Contour-based surface reconstruction in medical imaging refers to the reconstruction of a 3D surface from extracted contours from traditional medical imaging modalities such as HRCT or MRI scans. Reconstructed models from HRCT and MRI have a variety of applications including diagnosis, treatment planning, and educational purposes. A notable problem in contour-based surface reconstruction with considerable interest is the branching problem. This problem refers to the issues that arise when attempting to reconstruct branching structures that occur in human anatomy.
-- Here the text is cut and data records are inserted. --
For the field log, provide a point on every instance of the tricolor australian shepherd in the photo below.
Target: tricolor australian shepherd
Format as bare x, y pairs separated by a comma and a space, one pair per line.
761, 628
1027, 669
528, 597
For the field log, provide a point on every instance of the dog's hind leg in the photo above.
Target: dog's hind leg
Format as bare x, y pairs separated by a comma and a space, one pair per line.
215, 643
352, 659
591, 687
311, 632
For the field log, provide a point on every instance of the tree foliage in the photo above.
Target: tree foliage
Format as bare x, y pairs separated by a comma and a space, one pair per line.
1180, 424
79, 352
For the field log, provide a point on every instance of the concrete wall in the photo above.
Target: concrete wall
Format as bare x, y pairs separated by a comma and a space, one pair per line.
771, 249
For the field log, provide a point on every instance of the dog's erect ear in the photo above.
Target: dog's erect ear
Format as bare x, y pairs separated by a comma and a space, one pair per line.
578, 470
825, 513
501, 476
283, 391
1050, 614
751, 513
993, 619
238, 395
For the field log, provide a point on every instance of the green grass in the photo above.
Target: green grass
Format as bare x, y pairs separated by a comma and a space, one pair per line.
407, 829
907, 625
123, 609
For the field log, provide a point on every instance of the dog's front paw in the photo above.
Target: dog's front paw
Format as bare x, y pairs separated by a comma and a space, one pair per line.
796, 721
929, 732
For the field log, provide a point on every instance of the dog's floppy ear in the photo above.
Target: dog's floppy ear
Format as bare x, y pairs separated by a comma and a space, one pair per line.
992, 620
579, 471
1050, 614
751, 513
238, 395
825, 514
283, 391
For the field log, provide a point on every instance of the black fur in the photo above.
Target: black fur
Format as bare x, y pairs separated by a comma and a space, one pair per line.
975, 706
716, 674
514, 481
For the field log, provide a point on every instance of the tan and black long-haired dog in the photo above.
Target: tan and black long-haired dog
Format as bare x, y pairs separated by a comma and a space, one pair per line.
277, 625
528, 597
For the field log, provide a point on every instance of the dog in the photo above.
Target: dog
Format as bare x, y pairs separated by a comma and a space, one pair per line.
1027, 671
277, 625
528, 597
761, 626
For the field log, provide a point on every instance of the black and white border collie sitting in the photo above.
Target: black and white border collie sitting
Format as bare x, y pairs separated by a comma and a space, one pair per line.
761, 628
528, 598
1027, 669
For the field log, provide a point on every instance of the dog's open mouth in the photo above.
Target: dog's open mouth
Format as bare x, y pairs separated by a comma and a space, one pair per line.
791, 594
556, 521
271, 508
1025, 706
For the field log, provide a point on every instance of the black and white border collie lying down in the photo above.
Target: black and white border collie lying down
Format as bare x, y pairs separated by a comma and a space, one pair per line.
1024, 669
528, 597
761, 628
This research introduces dynamic time warping as a solution to the problem of point correspondence in reconstruction to provide alignments between contours sampled from structures that are known to be problematic. Contour-based surface reconstruction in this application is difficult to test. Often it requires input from a medical practitioner as to whether a reconstruction is accurate or not. However, early testing can be done during development with synthetically generated models. This research provides quantitative analysis with the introduction of a technique for generation of test contour data from ground truth surfaces. The ground truth meshes used in this work represent commonly encountered cases in surface reconstruction. Results from comparative analysis show robustness in the proposed technique with variable levels of source contour information available.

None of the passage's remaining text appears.